Charity tax experts have warned time is running out for the sector to make the government take notice of the sector in the battle to cut the burden of heavy taxation.
Mid-March is the deadline for charities to make their submissions to the Inland Revenue consultation on the government’s charity tax review, announced in July 1997.
Stephen Burgess, Saffery Champness charities’ director, said: ‘This is our final opportunity to influence the draft regulations before they go to Parliament.’More than £1bn of charities’ funds are lost to the taxman each year through the burden of irrecoverable VAT and the loss of Advance Corporation Tax relief. This accounts for eight per cent of the sector’s total income.
Charities had expected the review to focus on VAT reform and many groups united in calling for a grant back mechanism which would compensate for the loss of ACT relief.
Changes to the reforms were given a frosty reception by charities at a conference in London last week.
Officials from the Inland Revenue and Customs & Excise explained the thinking behind the latest plans to more than 300 charity representatives, with many hoping the government would announce further tax concessions.
But while Jim Harra of the Inland Revenue outlined the government’s willingness to reassess the proposed reforms, it continues to appear unlikely that chancellor Gordon Brown will relieve the sector of some of its tax bill.
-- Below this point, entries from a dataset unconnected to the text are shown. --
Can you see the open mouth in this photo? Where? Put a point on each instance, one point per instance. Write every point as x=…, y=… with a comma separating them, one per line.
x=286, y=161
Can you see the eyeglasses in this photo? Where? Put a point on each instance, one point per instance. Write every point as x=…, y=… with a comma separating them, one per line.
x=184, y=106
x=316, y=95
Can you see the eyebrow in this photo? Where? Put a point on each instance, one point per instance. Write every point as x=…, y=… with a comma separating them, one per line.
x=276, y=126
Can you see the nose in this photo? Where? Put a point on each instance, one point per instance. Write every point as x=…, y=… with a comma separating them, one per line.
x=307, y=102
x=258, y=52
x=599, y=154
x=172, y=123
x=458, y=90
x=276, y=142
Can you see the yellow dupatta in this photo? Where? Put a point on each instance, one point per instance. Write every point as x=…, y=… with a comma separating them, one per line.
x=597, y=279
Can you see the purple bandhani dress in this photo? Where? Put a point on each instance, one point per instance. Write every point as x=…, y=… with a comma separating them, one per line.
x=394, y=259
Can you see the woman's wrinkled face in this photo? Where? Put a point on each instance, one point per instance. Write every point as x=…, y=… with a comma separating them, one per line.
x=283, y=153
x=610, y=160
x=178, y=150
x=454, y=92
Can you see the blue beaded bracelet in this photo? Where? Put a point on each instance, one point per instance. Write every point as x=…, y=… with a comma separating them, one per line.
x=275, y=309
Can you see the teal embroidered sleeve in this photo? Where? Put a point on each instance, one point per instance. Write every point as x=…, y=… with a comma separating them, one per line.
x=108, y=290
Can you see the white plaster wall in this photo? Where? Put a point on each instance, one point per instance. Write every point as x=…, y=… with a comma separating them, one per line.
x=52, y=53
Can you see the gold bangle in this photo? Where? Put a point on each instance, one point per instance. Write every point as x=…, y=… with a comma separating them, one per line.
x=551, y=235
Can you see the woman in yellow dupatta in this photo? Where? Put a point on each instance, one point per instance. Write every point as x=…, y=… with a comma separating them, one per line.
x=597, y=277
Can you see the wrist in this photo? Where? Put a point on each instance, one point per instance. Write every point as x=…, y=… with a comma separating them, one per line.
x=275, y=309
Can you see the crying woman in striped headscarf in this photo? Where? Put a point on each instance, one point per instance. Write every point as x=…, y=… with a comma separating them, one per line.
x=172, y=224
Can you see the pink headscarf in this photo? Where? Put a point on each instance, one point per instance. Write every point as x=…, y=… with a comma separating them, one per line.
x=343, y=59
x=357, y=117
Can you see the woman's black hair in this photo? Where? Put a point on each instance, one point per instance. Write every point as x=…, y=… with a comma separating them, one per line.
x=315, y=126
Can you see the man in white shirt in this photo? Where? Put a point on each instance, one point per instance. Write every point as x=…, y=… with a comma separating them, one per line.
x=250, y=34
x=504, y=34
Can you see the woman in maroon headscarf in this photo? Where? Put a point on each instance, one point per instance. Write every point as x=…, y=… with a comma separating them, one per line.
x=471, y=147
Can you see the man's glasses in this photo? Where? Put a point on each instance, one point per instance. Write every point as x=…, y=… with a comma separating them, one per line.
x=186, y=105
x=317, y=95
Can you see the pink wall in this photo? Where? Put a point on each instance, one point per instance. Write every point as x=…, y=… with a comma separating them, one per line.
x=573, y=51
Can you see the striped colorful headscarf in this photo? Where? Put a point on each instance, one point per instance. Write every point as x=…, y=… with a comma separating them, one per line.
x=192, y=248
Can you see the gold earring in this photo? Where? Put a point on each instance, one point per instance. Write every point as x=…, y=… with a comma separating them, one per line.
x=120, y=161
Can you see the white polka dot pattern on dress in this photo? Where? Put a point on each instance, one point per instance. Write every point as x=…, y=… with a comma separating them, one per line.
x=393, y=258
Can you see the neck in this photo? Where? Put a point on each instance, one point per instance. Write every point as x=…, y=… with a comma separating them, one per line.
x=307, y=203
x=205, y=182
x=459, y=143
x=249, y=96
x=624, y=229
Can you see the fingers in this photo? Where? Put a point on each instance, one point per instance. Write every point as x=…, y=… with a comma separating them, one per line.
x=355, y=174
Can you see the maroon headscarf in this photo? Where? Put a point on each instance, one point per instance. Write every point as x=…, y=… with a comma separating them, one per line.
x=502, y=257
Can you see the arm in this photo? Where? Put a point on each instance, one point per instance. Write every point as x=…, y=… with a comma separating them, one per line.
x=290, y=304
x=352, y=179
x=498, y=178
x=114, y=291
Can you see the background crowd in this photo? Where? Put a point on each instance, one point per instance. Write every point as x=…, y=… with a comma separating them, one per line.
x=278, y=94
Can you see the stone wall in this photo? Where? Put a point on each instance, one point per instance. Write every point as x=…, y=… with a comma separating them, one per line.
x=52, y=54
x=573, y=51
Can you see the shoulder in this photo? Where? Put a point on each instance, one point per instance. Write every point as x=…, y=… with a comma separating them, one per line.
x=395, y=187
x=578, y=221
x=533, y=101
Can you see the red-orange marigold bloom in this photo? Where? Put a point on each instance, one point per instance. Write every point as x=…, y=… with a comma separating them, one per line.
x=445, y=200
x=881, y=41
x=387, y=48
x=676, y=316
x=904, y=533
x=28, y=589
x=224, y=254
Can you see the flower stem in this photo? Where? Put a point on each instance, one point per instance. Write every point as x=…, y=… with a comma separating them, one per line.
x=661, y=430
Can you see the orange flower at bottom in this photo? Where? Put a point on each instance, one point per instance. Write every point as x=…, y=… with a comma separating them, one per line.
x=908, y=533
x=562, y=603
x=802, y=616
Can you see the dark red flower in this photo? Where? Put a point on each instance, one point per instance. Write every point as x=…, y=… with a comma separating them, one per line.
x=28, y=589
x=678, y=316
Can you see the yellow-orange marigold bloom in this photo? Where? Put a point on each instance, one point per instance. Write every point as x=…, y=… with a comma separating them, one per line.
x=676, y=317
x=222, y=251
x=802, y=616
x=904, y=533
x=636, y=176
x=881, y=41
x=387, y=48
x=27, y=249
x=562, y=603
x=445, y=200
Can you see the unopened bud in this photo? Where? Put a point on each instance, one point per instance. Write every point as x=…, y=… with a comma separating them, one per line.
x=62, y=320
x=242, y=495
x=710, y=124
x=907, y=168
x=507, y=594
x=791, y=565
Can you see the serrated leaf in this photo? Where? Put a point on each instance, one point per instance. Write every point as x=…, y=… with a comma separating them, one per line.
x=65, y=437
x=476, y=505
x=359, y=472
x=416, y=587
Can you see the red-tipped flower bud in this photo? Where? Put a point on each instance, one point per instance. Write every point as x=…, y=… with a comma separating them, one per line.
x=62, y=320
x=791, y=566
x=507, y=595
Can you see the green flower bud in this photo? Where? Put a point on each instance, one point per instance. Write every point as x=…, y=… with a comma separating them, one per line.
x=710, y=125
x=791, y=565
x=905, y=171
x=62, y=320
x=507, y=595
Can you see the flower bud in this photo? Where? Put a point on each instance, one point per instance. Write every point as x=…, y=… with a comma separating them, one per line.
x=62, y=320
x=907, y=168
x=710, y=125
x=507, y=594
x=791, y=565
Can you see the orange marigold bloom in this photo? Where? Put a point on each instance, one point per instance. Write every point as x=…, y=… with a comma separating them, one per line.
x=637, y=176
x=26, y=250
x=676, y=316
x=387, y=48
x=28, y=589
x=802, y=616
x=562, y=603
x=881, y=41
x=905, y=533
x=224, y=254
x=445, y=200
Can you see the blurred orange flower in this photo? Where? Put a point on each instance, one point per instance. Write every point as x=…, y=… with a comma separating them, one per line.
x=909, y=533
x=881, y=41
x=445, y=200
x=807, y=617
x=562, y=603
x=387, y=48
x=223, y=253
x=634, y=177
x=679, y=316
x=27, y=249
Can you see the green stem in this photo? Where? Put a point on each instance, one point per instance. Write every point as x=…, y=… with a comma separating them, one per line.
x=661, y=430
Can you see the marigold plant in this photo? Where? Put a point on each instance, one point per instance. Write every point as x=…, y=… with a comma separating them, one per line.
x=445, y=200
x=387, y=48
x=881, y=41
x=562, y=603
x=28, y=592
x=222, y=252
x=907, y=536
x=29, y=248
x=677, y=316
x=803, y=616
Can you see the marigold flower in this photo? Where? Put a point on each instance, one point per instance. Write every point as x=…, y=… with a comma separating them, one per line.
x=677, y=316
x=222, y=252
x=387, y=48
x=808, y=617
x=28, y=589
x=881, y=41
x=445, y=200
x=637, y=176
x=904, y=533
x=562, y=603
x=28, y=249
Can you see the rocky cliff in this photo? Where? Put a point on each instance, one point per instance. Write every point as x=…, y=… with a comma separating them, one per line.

‘It seems bizarre, when the government wishes to stimulate giving and is looking increasingly to charities to deliver social services, that it is collecting taxes on the costs of promoting giving,’ Burgess said.
But the Revenue insisted the government was not prepared to reverse its policies on ACT and VAT.
‘Tax relief can only be available for tax-payers otherwise the money would be coming out of public expenditure,’ Harra explained.
Delegates also complained the new proposals regarding Gift Aid declaration would discourage potential donors.
The conference followed a new survey by MORI, undertaken for the Charities Tax Reform Group, which revealed that 79% of the public disagree with government policy, saying that charities should not bear the financial burden of VAT.